La vie est quand même marrante. Certains jours, ça va bien; on est très petits oiseaux, fleurs bleues,  truquent qui butinent dans les fleurs (notez qu’on est en hiver et que les roses sont toujours fleuries, c’est marrant).

Vendredi dernier, j’ai vraiment eu droit à ce qu’on appelle une journée de merde. Une belle comme il faut et qui va bien rester graver dans les mémoires (enfin, dans la mienne surtout). Tout avait pourtant assez bien commencé par un solide petit déjeuner et un saut du lit… Non, il ne faut pas que je parle de saut du lit parce qu’il est au ras du sol. Enfin bref, ça allait jusqu’à ce que mon modèle plante comme une merde et me ruine tout le travail que j’avais fais dans la journée. Forcément, loi de Murphy oblige, ça arrive en début de soirée ça. Pour gagner mon auditoire à ma cause, j’ajouterai que le logiciel que l’on utilise (dont je tairai le nom pour ne pas être trop saligo) plante assez régulièrement. Ca irait si l’on pouvait enregistrer souvent. Mais là où les concepteurs sont de redoutables sadiques, ils ont fait une sauvegarde qui durait entre 15 et 30 minutes. Ca vous refroidit de suite un golem de feu en rut ça.

Enfin bref, j’ai tout refait et lancé les calculs dans le WE en priant qu’ils se passent bien (j’ai vu ce matin qu’il y avait des merdes mais je m’en doutais un p’tit peu quand même: ne pas trop espérer).

Mais bon, le WE est là maintenant, une petite soirée jeux sur le tout pour digérer et ça sera sympa (au passage, on me voit au JT de 13h sur TF1 du samedi 10 novembre, allez jeter un oeil, c’est rigolo).

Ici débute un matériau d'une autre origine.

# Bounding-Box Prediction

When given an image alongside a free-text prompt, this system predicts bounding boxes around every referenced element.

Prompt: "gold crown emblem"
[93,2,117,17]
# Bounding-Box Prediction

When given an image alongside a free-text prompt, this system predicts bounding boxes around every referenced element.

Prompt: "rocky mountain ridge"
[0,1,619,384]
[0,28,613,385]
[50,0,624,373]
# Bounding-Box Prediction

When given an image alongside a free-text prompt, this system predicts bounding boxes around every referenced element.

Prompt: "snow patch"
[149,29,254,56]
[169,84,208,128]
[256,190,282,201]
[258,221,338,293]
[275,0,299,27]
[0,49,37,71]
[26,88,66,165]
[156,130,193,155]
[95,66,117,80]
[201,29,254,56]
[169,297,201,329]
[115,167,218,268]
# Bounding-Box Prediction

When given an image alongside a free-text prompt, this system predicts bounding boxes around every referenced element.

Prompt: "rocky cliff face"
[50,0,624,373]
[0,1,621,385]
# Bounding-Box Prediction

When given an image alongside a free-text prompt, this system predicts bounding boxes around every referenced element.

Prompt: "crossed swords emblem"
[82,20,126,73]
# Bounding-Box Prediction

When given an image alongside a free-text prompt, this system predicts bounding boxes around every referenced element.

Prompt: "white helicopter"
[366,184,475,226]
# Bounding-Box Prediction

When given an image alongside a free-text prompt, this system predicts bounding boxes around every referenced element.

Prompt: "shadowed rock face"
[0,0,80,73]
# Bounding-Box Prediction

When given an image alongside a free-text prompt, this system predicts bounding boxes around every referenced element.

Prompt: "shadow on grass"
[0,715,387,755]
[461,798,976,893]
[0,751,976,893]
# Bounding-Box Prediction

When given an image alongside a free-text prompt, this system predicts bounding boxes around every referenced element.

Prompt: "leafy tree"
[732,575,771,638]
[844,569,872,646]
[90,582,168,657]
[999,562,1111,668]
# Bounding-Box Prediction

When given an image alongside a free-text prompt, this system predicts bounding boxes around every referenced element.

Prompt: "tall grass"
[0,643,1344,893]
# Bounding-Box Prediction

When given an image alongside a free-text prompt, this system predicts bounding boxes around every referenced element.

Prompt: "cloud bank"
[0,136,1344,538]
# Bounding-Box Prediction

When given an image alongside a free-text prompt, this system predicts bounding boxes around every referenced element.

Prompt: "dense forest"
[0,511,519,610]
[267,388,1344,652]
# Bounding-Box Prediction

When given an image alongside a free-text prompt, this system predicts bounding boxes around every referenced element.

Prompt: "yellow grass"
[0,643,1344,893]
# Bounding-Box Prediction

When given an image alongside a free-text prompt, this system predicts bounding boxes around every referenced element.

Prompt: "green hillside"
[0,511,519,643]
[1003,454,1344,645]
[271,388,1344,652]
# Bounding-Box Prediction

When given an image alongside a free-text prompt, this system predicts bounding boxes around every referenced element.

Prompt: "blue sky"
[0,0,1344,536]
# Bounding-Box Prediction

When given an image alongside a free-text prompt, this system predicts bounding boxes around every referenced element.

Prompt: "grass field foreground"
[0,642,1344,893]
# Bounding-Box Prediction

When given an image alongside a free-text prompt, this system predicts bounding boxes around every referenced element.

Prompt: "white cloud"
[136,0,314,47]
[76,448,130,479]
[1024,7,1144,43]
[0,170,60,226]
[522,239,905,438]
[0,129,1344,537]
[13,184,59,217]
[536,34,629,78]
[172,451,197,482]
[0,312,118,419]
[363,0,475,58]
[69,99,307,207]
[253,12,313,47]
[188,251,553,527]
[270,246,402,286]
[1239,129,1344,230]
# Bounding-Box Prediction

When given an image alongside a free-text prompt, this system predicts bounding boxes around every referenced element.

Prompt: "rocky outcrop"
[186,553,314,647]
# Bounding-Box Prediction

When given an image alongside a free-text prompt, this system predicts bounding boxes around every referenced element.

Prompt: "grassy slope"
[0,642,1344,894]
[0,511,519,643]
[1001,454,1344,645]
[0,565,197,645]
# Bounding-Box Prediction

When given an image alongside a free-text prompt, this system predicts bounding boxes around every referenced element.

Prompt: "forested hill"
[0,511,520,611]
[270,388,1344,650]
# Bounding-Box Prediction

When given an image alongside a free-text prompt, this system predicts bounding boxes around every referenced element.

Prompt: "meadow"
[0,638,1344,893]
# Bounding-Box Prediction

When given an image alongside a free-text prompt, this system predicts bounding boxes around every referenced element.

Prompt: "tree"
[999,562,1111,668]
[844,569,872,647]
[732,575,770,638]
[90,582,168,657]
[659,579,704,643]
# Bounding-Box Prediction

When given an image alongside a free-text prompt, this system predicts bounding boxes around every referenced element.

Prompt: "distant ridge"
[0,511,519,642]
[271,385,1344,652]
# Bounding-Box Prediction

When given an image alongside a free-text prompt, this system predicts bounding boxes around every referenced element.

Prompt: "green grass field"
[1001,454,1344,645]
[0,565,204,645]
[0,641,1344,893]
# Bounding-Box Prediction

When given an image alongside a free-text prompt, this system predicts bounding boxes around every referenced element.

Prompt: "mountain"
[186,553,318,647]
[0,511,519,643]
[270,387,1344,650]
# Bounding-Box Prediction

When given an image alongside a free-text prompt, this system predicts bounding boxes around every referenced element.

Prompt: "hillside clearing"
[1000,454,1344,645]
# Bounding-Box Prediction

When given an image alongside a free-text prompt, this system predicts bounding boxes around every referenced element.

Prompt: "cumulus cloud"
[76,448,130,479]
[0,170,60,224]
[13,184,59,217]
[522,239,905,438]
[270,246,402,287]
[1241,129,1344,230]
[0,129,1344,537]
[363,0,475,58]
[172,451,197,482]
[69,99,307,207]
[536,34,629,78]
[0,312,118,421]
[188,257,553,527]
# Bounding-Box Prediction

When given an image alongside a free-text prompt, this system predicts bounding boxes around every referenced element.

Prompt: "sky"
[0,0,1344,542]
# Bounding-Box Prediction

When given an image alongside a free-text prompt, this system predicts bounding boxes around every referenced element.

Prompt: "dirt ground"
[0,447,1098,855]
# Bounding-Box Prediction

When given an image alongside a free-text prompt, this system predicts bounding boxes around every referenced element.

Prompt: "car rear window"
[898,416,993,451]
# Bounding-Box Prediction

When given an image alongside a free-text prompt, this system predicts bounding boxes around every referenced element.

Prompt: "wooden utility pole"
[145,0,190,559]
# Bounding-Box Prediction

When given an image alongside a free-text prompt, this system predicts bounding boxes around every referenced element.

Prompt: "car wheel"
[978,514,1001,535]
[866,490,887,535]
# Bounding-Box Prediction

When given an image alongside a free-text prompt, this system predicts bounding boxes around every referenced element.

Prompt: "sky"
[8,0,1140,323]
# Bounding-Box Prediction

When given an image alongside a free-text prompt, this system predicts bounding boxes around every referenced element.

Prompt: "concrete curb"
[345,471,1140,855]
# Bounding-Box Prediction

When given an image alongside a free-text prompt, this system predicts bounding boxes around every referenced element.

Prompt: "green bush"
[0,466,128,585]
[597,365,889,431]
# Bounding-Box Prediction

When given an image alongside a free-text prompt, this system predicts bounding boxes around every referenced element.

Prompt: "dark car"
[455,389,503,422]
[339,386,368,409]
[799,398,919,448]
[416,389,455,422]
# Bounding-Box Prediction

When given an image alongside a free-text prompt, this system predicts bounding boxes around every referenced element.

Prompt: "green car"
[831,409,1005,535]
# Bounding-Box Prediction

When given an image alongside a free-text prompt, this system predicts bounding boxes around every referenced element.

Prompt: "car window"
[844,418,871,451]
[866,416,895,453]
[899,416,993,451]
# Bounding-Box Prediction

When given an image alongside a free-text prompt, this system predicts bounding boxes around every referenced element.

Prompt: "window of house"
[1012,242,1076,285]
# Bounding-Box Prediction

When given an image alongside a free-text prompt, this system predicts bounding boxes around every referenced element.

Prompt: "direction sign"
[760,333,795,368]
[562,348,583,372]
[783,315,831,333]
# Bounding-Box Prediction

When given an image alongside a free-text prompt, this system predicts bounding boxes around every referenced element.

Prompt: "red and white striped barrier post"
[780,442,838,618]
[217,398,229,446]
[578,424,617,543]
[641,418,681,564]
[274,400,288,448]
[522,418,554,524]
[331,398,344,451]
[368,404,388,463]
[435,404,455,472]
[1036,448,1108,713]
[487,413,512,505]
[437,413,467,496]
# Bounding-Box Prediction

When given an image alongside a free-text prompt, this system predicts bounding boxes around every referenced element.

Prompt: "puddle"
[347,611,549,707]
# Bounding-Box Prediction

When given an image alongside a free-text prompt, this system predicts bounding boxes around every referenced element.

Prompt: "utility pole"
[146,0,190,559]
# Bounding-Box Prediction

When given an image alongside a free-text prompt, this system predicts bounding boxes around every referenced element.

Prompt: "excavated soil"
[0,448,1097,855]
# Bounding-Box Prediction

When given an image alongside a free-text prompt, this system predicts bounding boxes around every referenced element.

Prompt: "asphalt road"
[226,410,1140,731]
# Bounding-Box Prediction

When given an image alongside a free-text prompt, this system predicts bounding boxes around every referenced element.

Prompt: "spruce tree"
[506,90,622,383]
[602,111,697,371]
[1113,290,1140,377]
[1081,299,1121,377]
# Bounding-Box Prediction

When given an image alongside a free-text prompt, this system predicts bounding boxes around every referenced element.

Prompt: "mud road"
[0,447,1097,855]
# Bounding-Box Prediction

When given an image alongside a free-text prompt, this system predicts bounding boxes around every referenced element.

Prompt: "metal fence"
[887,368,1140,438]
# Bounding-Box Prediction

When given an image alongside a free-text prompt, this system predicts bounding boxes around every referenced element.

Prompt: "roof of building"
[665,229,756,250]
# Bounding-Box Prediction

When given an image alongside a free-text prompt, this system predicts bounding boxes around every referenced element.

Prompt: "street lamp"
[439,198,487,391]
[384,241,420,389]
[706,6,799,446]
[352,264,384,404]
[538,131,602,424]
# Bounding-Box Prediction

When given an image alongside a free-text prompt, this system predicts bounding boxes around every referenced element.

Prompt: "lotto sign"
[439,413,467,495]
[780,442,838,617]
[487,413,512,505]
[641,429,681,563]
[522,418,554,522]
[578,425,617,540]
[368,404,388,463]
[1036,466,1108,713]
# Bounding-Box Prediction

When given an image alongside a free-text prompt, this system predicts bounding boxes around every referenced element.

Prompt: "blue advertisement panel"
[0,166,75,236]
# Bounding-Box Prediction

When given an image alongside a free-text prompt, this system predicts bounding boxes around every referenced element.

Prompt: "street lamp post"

Rusé comme un renard, j’ai décidé de prendre la moto pour y aller plus vite en faisant quelques prudentes remontées de files (et non pas rouler comme un tabanard entre les files). Sur la N118 (route qui a l’avantage d’avoir de jolis virages sur la fin), une golf rouge ayant vu un intervalle sur la file de droite décide de se rabattre sur moi. Là je fais un évitement mais j’ai quand même un peu peur, je ralenti et lui signale ma présence (note de la rédaction: je lui geule dessus). visiblement, le conducteur est en colère, ce que je peux comprendre quand on est coincé depuis
une demi-heure dans des embouteillages qui ne sont pas près d’en finir. Bref, il a pris la mouche, la moutarde lui monte au nez, appelez ça comme vous voulez mais il décide de me mettre par terre en faisant un bel écart. Je tente un nouvel évitement insuffisant et je touche sa portière, rebondit dessus et rebondit sur la portière de la voiture de droite.  Ping Pong PAF.

Il commence à me narguer à la ouaich ouaich des banlieues et je l’engueule pour qu’il s’arrête. Au final, il s’arrête bien décider à m’en mettre une. Mais comme j’ai le cul bordé de nouilles (réflexion faite, elle est bizarre cette expression), un automobiliste, un autre motard et un monsieur en scooter s’arrêtent aussi, témoins de la chose. HA HA, la balance penche de mon côté. Je l’engueule comme il faut et il se défend qu’il n’en avait pas contre moi mais contre la voiture qui a créé l’intervalle à droite en venant se mettre juste devant lui. Mais honnêtement, je ne sais pas ce que vous en pensez mais JE M’EN FOUS QU’IL M’EN VEUILLE OU NON, IL A FAILLI ME FOUTRE AU TAS CE $*%#@&§ (en plus, il pue l’alcool, les policiers ne s’arrêtent pas, LA HAINE).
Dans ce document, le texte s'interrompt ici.